Wednesday 13 August 2014

Sucker punch: "Guardians of the Galaxy"


It's a sure sign of how the geeks have inherited this earth (and its Twitter feeds) that Guardians of the Galaxy should have been both marketed and received as something wildly different from the usual Marvel superhero fare. Sat in front of it, any fully-grown viewer would be hard-pressed to taste the difference. This is the Tab Clear to the Avengers series' brandleading Coca-Cola: a little lighter, a little fizzier, arguably, but still made up of sugar and water and CGI and all the other ingredients multiplexgoers are currently growing fat on. It may well slip down fine last thing on a Friday or Saturday night, but let's not be under any illusions: it's not Shakespeare, it's not Swift, and it's not even Star Wars, which at least committed to its own mythology. Though James Gunn's film launches with a barrage of knowing, self-mocking wisecracks, it soon assumes the pattern and shape of any other summer event movie, and still winds up laying waste to a major metropolis. It is, in short, yet more product, and one that large numbers of consumers are evidently happy to buy into.

What's semi-interesting is how much Guardians resembles the kind of product that would have made a nosediving flop in the days before the studio PRs and risk assessors changed the blockbuster game. Every scene is stocked deep with actors daubed in ridiculous blue/green facepaint mouthing mumbo-jumbo dialogue about the need to recover the orb of Drax from the Draxion galaxy, or some such - you know, the kind of expository rubbish that was laughed off screen in Zardoz and The Fifth Element, and as recently as 2011's The Green Lantern. The difference is that the studios have found increasingly sophisticated ways to communicate that the movies we will be paying to see all summer are going to be this glib and flimsy - to reduce expectations, in other words - and that we'd better start laughing with, rather than laughing at, because the money's been spent now. If we're told in advance a movie is going to be silly, and it can therefore be sold as silly, then why shouldn't that silliness become a selling point?

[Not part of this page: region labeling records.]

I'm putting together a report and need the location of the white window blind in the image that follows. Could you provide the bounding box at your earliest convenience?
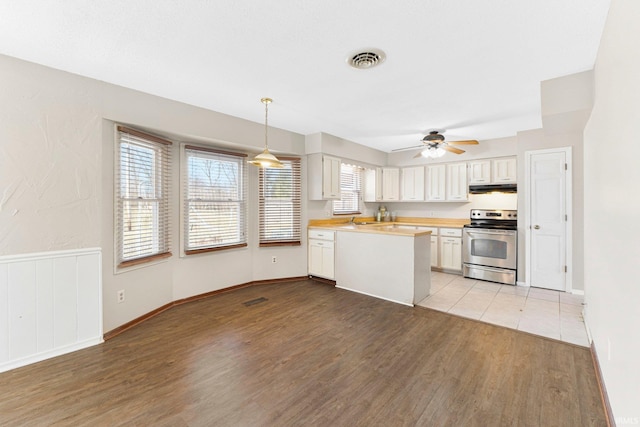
[333,163,362,215]
[258,157,302,246]
[116,126,171,267]
[183,145,247,255]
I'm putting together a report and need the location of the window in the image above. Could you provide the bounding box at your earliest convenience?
[258,157,301,246]
[184,145,247,255]
[333,163,362,215]
[116,126,171,267]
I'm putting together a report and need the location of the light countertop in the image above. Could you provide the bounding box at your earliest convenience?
[309,222,431,237]
[309,217,469,236]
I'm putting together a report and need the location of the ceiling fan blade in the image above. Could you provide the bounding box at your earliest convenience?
[440,144,464,154]
[447,139,479,145]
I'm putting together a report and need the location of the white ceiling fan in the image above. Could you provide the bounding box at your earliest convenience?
[394,130,479,158]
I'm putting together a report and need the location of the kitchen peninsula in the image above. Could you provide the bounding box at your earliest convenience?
[309,223,431,305]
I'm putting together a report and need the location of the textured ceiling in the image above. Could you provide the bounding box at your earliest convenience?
[0,0,610,151]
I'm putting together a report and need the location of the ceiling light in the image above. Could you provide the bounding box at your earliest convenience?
[249,98,284,168]
[347,49,386,70]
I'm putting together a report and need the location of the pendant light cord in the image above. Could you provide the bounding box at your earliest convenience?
[261,98,272,150]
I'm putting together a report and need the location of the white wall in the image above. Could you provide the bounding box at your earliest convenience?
[0,56,306,331]
[584,0,640,425]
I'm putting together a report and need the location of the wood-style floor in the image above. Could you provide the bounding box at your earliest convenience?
[0,281,606,426]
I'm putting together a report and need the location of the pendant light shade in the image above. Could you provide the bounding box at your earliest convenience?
[249,98,284,168]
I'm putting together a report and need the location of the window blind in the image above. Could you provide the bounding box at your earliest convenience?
[333,163,362,215]
[115,126,171,267]
[183,145,247,255]
[258,157,302,246]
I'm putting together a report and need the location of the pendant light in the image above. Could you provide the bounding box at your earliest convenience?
[249,98,284,168]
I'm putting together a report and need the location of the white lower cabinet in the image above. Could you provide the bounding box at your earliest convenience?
[439,228,462,272]
[307,229,335,280]
[431,234,438,268]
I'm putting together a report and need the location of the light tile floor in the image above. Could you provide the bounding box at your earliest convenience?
[418,271,589,347]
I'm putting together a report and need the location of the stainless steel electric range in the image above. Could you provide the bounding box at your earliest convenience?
[462,209,518,285]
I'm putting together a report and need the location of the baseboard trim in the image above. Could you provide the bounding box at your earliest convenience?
[309,276,336,286]
[591,341,616,427]
[103,276,307,341]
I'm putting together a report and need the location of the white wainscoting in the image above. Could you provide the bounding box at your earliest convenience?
[0,248,103,372]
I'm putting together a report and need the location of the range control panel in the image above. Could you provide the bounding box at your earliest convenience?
[471,209,518,221]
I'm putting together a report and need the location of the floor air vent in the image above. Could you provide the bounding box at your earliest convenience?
[243,297,269,307]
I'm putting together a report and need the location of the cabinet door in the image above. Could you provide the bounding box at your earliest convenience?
[469,160,491,184]
[431,236,439,267]
[401,166,424,202]
[382,168,400,201]
[308,240,335,280]
[364,168,382,202]
[322,156,340,199]
[440,236,462,271]
[427,165,446,202]
[447,163,469,201]
[492,157,518,184]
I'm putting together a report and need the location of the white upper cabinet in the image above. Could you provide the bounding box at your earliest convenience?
[401,166,424,202]
[469,157,518,185]
[427,165,447,202]
[447,163,469,202]
[307,153,340,200]
[381,168,400,202]
[364,168,382,202]
[491,157,518,184]
[469,159,491,184]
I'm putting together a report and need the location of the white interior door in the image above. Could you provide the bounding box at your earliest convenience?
[528,149,570,291]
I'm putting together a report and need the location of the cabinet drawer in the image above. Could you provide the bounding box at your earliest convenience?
[309,229,336,242]
[416,225,438,236]
[440,228,462,237]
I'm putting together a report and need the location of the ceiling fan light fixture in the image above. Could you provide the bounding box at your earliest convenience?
[347,48,387,70]
[247,98,284,169]
[420,147,446,159]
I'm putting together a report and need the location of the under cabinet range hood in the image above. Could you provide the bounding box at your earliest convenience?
[469,184,518,194]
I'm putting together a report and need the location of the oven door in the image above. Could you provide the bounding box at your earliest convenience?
[462,228,517,270]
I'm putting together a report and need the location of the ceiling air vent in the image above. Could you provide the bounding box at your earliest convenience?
[347,49,385,70]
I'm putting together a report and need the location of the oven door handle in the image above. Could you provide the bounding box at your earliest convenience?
[467,231,515,236]
[464,262,514,273]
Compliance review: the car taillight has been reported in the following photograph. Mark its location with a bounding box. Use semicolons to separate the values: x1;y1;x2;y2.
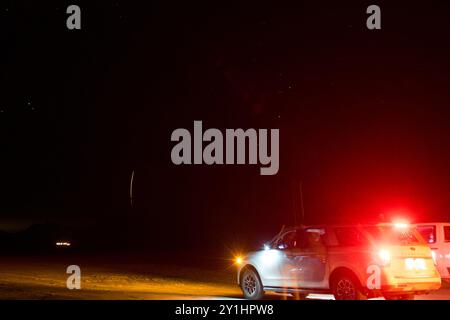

It helps, of course, that the towering corporate entities now dictating our leisure options have the nerd brigade onside - that most cowardly, conformist and conservative of crowds ("I can't believe they changed the ending!"), who from the first teaser at Comic-Con to the final post-credit sting are only too willing to accept their product as such. It's another beating, only now they're getting stung in the pocket, which may just be preferable to being punched in the face. Still, we might ask: at what point did the multiplex turn into such a playground? 

Fifteen years ago, Gunn made The Specials, a spoof of earthbound superheroes: it was arguably no less silly or fantastical than Guardians (and, at the time, a welcome retort to Universal's far glossier Mystery Men), yet its lewder, more perverse instincts marked it as both the work of a sometime Troma graduate and a vaguely adult (or adolescent) proposition. He followed this with 2011's Super, a tonally awkward indie about a Batman wannabe that didn't really work, but at the very least earned its restricted rating. No-one can blame Gunn for seeking a bigger audience, or for wanting more expensive effects and production design to play with, but Guardians remains, throughout, kids' stuff: the presence of a talking raccoon (voiced by Bradley Cooper) tells you almost everything you need to know about it. The sad thing for film culture is that it has to be kids' stuff, in order to snatch the pocket money required to justify the initial $170m outlay; the sad thing for evolution is that so many grown-ups should be prepared to wave it through. 

The film has been constructed as too big to fail, and that's a problem for any comedy, particularly one with satirical leanings like this: the trouble with poking fun from the very centre of the mainstream is that you wind up sounding at best smug, at worst bullying. Whatever satire there is here is pretty toothless and self-cancelling - you can't honestly send up your bad guys' venality when you're wheeling your film out in 3D on sixteen thousand prints worldwide - and there's zero risk in any of its punchlines: Gunn could play this material for laughs, or he could play it utterly straight, and either way the prevailing business model would suggest the Comic-Conners would still be queuing round the block and creaming their pants for it. 

Any truly disruptive or subversive energies have been stifled by the process of script-doctoring and test-screening: Gunn settles for such easy, lazy crowdpleasers as the mixtape crammed with 1970s and 80s offcuts only a nerd could want to hear again, let alone find cool. All of which obviously guaranteed Guardians of the Galaxy would become an instant hit, but it sure doesn't make it any more engaging as an experience, or vastly more different in look, sound or feel from any other of Marvel or Disney's recent investments. Their collaboration has here bequeathed us no more than Pirates of the Caribbean in space; the inevitable sequels are to be anticipated with an appropriate apathy.

Guardians of the Galaxy is in cinemas nationwide.